Ten years on from the afternoon that turned him into Formula 1's youngest-ever race winner, Max Verstappen has revisited his 2016 Spanish Grand Prix victory — and acknowledged that the day which changed the sport's trajectory still sits in his memory more as instinct than detail.
The four-time world champion was asked by Red Bull to pick ten races from his decade with the team. Barcelona 2016 came up first, almost reflexively.
"That was a crazy one for me. It was something really incredible," Verstappen said. "I'm going to be honest with you, I don't really remember much of it."
The context surrounding that race remains one of the boldest calls Red Bull has ever made. A mid-season swap with Daniil Kvyat had been confirmed only days earlier, leaving Verstappen with no proper testing in his new car before he climbed into a winning Red Bull at a venue every F1 driver knows better than any other.
"The first one in Spain. Yeah, that was a crazy one," he said. "Just being promoted to Red Bull and then jumping in, not really expecting anything, just trying to score good points."

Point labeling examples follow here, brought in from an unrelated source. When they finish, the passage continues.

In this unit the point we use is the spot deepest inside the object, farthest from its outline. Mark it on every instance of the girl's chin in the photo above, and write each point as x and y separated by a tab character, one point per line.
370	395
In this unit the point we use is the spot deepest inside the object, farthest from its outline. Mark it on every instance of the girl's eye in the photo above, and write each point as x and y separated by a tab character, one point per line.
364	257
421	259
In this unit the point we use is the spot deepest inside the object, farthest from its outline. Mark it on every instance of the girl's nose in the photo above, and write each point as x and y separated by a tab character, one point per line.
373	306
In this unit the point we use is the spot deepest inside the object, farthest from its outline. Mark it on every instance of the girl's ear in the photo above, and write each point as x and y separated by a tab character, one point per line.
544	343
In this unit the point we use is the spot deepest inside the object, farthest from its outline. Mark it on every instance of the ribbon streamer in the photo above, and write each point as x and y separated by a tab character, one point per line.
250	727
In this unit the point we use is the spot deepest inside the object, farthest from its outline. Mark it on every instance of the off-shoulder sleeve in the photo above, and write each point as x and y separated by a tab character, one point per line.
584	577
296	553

Lap one delivered the kind of plot twist nobody had scripted. Lewis Hamilton and Nico Rosberg collided at Turn 4 — the leading Mercedes pair eliminated each other before the race had really begun — and the lead of the Spanish Grand Prix was suddenly in the hands of an 18-year-old.
"After lap one, I think the opportunity was there for a podium," Verstappen recalled.
Kimi Raikkonen, then a Ferrari driver and one of the most experienced grand prix winners on the grid, spent the second half of the race shadowing Verstappen, looking for a way past the inexperienced Red Bull. The young Dutchman did not concede an inch.
"I had Kimi I think like 30 laps behind me trying to pass me," Verstappen said. "So yeah, there was a lot of pressure, but at the end of the day we managed to keep it in the lead. And of course, very emotional first win, that's for sure."
It remains, after every record Verstappen has subsequently set, the result that established the basic identity of his career — the ability to absorb pressure, execute racecraft and convert opportunity. His own description of how unprepared he felt for it underlines how striking the achievement was at the time.
"It was so hectic the whole weekend already, or the week leading up to it," he said. "And then, also for me, not really knowing the car yet, the first time doing a race distance in it. It was just learning all the way."
A decade and four world titles later, the conversation around Verstappen has expanded into a debate about all-time rankings. The driver himself appears to find the perspective both flattering and slightly absurd.
"It's a long time for sure. That's how it feels like. But it's always good to see it again."
For Red Bull, the gamble paid off within ninety minutes of green-flag racing on a Sunday in May. For Formula 1, the win became the unofficial start of the Verstappen era — even if Verstappen himself, ten years on, can recall most of it only in flashes.